To be clear, nobody suggests Obama is personally orchestrating the various "Occupy" demonstrations. Then again, he doesn't need to. The Occupiers are receiving financial help or organizational muscle from many of his associates or major supporters, including several union bosses of the sort who just weeks ago pledged to "take these [SOBs] out" of commission. Despite Obama's eloquent words earlier this year demanding milder rhetoric and more carefully calibrated political actions, he has not uttered a peep in admonishment of the increasingly virulent language, not to mention lawless actions such as attempting to physically "take over" public buildings.

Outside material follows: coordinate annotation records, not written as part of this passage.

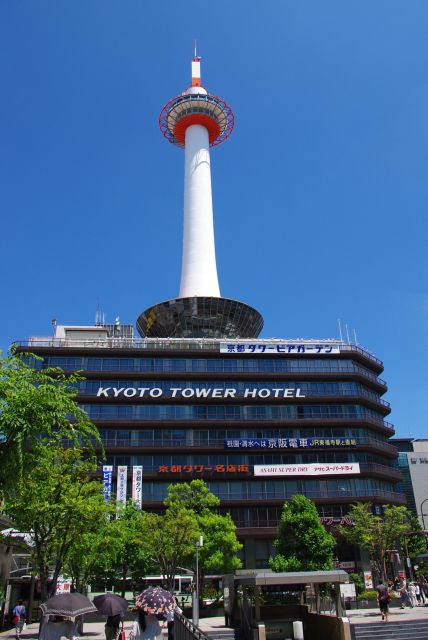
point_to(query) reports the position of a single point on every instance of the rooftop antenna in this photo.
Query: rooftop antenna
(340, 330)
(347, 333)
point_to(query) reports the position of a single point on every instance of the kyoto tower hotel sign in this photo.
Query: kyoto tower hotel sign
(196, 121)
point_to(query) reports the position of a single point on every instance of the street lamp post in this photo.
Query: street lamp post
(422, 513)
(199, 543)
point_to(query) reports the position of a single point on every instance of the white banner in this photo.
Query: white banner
(312, 469)
(122, 473)
(315, 348)
(137, 485)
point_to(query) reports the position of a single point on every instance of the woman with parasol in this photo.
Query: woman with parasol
(150, 603)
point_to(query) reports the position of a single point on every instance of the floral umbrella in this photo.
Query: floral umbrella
(155, 600)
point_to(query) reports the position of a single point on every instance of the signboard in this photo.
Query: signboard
(198, 392)
(137, 485)
(201, 468)
(63, 585)
(347, 590)
(288, 443)
(368, 580)
(107, 482)
(312, 469)
(256, 348)
(122, 473)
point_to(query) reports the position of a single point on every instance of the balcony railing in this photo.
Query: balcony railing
(341, 496)
(218, 443)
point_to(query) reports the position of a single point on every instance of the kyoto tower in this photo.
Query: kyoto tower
(195, 121)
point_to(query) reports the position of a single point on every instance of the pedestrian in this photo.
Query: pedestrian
(405, 599)
(417, 593)
(112, 627)
(383, 599)
(146, 627)
(169, 616)
(19, 616)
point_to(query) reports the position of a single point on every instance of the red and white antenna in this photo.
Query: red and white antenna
(196, 69)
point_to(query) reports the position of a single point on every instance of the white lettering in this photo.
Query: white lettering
(202, 393)
(155, 393)
(250, 393)
(103, 391)
(188, 393)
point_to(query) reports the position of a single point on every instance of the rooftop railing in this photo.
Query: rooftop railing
(181, 344)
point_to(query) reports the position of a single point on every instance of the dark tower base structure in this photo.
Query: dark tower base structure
(200, 317)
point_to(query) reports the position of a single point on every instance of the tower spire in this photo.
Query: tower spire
(196, 69)
(196, 120)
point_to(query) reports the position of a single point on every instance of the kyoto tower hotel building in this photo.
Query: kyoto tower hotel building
(199, 395)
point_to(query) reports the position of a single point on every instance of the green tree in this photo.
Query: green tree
(376, 534)
(131, 558)
(169, 540)
(57, 503)
(93, 555)
(36, 403)
(303, 544)
(219, 531)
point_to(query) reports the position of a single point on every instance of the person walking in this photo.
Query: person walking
(146, 627)
(112, 627)
(405, 598)
(169, 616)
(412, 594)
(19, 615)
(383, 599)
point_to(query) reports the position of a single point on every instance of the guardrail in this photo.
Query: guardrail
(184, 629)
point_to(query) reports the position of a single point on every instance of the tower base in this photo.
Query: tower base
(200, 317)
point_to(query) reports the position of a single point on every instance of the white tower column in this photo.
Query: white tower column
(199, 269)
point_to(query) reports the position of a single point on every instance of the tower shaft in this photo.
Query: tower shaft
(199, 269)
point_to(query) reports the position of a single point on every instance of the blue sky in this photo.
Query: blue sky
(320, 195)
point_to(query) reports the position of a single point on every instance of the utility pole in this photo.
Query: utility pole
(199, 543)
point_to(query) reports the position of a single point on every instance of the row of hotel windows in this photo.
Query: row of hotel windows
(270, 516)
(281, 489)
(230, 412)
(204, 365)
(307, 388)
(154, 461)
(189, 437)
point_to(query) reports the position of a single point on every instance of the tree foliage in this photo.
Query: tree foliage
(303, 544)
(377, 534)
(57, 503)
(169, 540)
(218, 553)
(36, 404)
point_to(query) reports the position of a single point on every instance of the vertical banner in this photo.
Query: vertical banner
(107, 482)
(122, 473)
(137, 485)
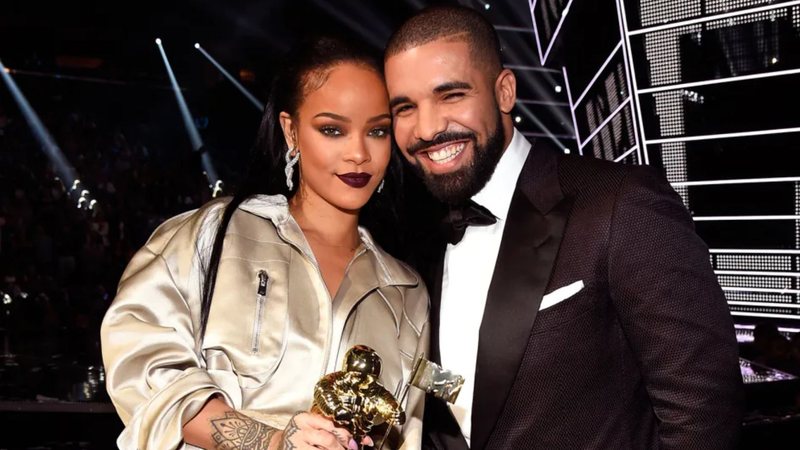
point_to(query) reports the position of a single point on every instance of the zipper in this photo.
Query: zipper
(261, 297)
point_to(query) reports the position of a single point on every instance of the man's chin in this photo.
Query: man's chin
(451, 188)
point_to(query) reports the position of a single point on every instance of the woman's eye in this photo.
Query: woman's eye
(379, 132)
(401, 109)
(330, 131)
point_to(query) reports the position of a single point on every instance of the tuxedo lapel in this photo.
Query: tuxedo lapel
(435, 293)
(531, 238)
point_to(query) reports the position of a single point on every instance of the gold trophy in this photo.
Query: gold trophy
(354, 398)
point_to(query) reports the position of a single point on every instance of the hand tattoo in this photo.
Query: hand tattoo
(236, 431)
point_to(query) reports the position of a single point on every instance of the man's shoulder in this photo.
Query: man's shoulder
(586, 173)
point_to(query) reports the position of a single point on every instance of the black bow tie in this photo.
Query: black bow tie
(460, 217)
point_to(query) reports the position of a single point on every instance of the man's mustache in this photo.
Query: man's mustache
(439, 139)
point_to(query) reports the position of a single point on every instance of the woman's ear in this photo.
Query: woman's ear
(288, 129)
(505, 89)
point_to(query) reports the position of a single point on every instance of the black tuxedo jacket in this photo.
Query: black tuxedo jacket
(643, 357)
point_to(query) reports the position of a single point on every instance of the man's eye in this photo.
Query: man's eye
(330, 131)
(402, 109)
(379, 132)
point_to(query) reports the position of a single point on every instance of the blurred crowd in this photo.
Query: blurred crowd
(773, 349)
(59, 265)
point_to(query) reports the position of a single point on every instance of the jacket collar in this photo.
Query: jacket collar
(375, 268)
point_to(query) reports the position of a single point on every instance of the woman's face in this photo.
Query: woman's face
(343, 135)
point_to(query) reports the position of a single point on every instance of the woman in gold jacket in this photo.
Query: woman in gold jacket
(295, 280)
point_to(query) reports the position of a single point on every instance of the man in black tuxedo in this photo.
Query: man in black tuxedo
(574, 294)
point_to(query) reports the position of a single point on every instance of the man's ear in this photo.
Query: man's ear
(505, 90)
(288, 129)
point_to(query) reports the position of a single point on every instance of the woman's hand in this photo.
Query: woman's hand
(312, 431)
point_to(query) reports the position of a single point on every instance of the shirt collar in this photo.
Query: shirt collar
(496, 195)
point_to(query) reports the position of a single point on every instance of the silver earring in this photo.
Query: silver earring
(290, 162)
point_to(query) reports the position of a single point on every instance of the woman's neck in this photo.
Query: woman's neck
(324, 223)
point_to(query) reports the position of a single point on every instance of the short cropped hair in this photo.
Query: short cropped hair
(456, 23)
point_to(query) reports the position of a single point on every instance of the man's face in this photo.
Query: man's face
(446, 117)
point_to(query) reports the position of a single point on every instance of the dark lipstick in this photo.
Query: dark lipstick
(356, 180)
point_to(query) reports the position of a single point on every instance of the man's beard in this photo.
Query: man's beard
(458, 187)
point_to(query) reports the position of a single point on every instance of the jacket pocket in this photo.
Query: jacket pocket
(249, 319)
(261, 298)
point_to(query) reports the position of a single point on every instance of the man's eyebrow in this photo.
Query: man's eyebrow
(451, 85)
(333, 116)
(398, 100)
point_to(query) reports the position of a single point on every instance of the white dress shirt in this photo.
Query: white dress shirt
(467, 274)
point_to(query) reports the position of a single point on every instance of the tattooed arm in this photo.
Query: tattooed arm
(219, 427)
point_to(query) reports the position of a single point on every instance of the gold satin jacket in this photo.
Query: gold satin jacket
(272, 332)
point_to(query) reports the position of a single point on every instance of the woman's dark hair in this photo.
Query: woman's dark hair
(304, 69)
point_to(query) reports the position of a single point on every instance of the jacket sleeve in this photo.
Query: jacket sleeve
(674, 316)
(155, 377)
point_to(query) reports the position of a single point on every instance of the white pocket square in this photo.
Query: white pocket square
(560, 294)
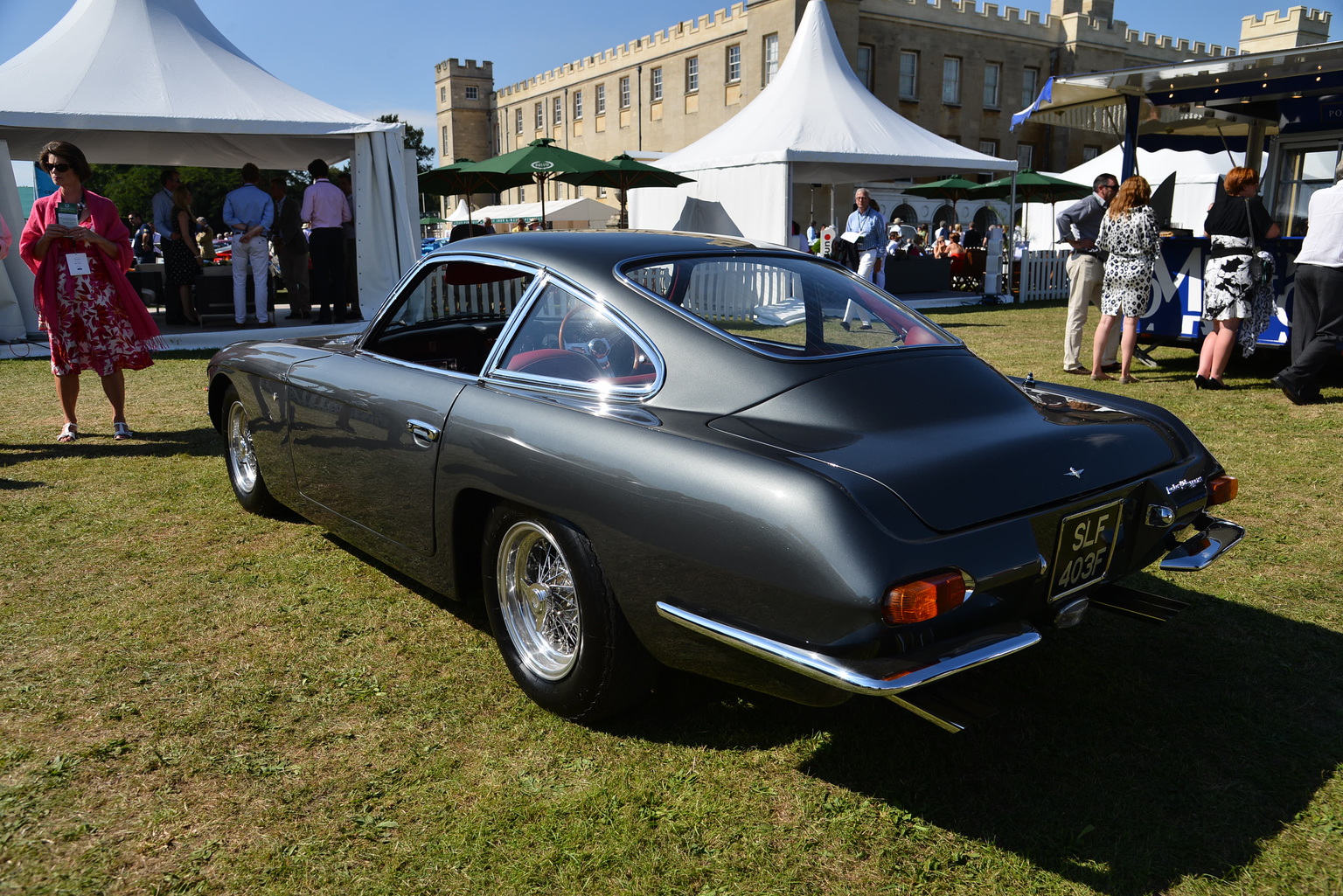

Critics have noted that the protesters often can't even define what they are protesting, or that their "issues" are such a diverse hodgepodge as to be unintelligible. Again, this is straight from Alinsky's playbook. The organizer, he wrote, "should search for and use the wrong reasons to achieve the right goals. He should be able, with skill and calculation, to use irrationality in his attempts to progress to a rational world. For a variety of reasons the organizer must develop multiple issues…. Multiple issues mean constant action and life."

What Obama particularly likes about this disruptive movement is that its only universally acknowledged target is the one he himself provided: Wall Street. He's the one who repeatedly gave the marching order against corporate bogeymen. As Alinsky wrote in his most famous rule of all: "Pick the target, freeze it, personalize it, and polarize it." This is exactly what Obama himself tried to do as a community organizer in Chicago. It is what he has done every step of the way as campaigner and as president, always finding someone to blame or be against: George W. Bush, greedy corporations, millionaires, Republican congressmen, or people who "cling to guns or religion."

The problem with Saul Alinsky -- and for the protesters who still, knowingly or unknowingly, do his work -- was that nothing was sacred. Rules for Radicals is, in Alinsky's own words, officially dedicated to "the first radical known to man who rebelled against the establishment and did it so effectively that he at least won his own kingdom -- Lucifer."

Alinsky seemed to mean the dedication to be funny. But it's no laughing matter, and neither are protests that violate common decency.